What makes a voice uniquely American? How does literature shape history? Who knew that poet Ezra Pound was such a hottie?

The first two are the two central questions tackled at Chicago’s American Writers Museum….and the third is an offhand discovery of the sort that will delight visitors at this eclectic, charismatic museum, which debuted in the summer of 2017. A bookworm’s mecca, the AWM is also tech-savvy enough to interest those readers who never got past the Harry Potter series.
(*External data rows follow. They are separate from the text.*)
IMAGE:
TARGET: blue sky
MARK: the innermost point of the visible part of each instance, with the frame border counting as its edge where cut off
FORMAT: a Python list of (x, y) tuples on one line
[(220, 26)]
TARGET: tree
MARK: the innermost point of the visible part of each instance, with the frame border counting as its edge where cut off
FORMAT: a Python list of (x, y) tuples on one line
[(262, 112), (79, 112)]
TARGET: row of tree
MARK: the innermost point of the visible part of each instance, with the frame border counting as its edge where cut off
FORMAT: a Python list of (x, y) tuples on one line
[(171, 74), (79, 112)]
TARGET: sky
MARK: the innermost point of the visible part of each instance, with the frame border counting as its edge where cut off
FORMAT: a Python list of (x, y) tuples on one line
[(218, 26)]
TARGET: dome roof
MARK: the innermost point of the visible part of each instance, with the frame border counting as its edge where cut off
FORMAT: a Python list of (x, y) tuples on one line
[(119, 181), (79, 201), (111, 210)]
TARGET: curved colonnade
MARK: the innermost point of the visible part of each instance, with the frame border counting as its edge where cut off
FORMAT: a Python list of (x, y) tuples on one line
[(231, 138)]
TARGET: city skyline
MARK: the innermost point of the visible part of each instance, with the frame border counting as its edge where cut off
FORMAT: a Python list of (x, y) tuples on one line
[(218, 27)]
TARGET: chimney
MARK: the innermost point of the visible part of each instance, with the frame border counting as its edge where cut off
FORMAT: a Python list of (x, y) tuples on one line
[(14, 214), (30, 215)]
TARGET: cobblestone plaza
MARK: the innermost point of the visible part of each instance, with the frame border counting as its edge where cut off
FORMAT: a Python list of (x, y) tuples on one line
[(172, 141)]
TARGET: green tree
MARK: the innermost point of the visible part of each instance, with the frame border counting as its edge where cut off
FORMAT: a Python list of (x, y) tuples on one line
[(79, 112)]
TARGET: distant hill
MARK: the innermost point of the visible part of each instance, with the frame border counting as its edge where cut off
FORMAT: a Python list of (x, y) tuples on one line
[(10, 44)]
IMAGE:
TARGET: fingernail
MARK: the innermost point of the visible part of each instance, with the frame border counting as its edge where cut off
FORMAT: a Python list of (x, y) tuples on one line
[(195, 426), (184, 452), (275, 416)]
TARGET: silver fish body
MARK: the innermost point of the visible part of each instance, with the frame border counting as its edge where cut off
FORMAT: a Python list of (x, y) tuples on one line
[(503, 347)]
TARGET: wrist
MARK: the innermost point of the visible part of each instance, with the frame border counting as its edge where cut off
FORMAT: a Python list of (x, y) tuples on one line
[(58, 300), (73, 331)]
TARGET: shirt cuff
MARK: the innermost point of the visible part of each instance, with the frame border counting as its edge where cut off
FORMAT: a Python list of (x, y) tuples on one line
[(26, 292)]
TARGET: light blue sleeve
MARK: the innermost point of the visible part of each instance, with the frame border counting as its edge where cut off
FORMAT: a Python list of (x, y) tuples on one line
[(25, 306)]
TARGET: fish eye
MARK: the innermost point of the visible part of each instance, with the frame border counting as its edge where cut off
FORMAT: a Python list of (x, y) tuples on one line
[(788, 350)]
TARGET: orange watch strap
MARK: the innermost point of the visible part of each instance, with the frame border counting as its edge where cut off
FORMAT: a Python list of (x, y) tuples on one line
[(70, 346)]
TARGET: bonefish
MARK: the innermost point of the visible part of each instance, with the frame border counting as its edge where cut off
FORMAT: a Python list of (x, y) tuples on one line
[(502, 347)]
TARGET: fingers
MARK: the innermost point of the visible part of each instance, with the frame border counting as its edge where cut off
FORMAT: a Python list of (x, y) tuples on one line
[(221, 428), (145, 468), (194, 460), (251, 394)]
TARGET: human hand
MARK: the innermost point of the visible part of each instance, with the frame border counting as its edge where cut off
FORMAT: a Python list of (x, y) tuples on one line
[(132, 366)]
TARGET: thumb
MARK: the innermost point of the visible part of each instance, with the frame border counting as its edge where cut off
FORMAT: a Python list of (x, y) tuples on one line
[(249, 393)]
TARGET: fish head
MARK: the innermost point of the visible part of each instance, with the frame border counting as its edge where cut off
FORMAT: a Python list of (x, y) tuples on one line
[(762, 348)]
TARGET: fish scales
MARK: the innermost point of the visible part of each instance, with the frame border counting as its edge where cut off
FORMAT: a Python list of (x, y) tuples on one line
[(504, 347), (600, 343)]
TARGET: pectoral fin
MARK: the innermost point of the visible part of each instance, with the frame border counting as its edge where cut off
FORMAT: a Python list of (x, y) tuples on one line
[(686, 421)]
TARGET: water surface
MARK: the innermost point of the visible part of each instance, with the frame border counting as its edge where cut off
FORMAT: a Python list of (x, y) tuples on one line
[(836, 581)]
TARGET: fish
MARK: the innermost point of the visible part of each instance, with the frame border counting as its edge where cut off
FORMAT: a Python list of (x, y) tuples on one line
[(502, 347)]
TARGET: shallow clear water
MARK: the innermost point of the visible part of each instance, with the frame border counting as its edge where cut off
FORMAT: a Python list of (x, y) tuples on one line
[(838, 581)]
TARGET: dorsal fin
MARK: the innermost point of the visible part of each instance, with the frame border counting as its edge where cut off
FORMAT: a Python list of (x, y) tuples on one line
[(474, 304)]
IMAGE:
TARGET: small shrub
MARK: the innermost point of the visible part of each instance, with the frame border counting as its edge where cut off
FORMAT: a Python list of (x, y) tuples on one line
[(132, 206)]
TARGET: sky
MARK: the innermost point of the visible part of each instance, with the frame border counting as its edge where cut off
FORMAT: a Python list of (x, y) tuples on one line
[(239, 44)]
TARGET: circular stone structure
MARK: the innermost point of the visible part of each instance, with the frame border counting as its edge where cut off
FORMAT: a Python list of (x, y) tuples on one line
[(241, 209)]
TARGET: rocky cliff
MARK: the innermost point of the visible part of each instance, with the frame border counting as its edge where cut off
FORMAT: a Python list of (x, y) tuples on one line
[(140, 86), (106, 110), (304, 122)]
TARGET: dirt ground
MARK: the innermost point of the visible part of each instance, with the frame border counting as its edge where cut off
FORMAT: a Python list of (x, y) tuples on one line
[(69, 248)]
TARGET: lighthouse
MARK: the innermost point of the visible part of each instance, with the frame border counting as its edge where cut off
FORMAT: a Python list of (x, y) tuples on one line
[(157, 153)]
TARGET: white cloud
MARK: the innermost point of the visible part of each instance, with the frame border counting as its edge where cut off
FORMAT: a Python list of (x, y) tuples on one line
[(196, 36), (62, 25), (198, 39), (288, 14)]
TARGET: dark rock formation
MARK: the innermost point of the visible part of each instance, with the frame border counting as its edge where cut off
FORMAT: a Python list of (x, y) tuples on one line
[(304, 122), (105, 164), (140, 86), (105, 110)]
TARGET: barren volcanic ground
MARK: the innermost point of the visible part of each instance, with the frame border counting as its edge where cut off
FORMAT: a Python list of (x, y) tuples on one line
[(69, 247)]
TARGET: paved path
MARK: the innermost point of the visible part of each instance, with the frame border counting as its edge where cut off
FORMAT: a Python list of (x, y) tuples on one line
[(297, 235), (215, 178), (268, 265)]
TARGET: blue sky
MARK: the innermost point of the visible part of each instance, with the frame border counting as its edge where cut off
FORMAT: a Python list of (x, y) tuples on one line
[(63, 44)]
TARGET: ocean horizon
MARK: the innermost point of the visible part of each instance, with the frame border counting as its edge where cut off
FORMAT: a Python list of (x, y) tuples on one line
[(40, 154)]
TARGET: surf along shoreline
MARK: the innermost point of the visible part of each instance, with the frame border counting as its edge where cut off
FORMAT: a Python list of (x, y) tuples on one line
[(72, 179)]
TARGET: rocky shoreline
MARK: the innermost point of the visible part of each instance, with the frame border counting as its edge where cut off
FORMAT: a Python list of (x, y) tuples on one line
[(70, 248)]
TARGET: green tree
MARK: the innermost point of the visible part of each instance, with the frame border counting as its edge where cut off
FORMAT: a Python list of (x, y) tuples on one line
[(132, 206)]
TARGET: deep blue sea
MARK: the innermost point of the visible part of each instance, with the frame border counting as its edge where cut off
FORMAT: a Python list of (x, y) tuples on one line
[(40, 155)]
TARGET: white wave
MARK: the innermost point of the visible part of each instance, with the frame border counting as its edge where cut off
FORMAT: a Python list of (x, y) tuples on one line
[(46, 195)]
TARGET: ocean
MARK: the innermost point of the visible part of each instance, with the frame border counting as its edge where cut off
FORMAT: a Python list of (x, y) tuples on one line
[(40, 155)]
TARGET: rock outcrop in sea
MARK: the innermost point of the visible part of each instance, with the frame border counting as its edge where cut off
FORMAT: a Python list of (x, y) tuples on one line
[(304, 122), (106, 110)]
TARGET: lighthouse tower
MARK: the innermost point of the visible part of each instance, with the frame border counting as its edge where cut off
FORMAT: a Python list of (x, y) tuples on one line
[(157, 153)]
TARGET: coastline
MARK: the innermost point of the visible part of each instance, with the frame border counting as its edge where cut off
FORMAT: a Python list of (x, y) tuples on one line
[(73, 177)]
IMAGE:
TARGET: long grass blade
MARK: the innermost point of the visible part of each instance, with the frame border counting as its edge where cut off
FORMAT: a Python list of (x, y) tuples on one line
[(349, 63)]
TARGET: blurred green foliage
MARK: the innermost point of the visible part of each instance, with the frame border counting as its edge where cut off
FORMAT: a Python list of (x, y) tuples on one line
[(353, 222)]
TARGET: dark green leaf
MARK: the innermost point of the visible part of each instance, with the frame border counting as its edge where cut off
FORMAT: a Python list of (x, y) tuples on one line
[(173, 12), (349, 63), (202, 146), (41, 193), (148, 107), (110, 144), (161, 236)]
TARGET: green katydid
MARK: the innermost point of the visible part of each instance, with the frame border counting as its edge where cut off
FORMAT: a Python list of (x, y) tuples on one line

The museum sets the stage with a whirlwind tour through 400-plus years of American writing at the Gallery of American Voices. Along the walls of a wide corridor, writers of all sorts—science writers, politicians, novelists, cartoonists—are profiled with photos, excerpts from their works, and biographical information, all on spinning panels (a fun touch). Here visitors discover that the first published African-American author was a woman (Phyllis Wheatley); that the first American bestseller was also written by a woman (Susanne Rowen's potboiler Charlotte Temple); and that Benjamin Franklin created the concept of the "self-made man." The wall ends with a touching tribute to Cuban-American author Oscar Hijuelos, who was a potent example of how the American story is often illuminated most brightly by immigrant tales (Hijuelos was the first Hispanic author to be awarded the Pulitzer Prize for fiction).



The next gallery gets even more interactive, with visitors urged to try their own hand at writing on a range of old-fashioned typewriters and the results displayed on the walls. This is followed by set of whiz-bang table-sized tablets, where museum-goers can choose a poem, a passage from a play, a novel, a work of non-fiction, or a speech, and learn about what the critical reception to the work was like when it first came out, what likely inspired/influenced the author, how the writer's (often) famous friends responded, and more. On some selections there are even videos or audio of the author reading the work aloud (Robert Frost makes his poetry sound a bit like a shopping list). This book nerd ended up spending a complete hour just playing with that darn table!

Alongside all of this are changing exhibits, a room dedicated to children’s literature (with stuff for the little ones to play with), and a flag-draped gallery dedicated to authors who were real rabble rousers. All in all: a superb addition to an already museum-rich Chicago.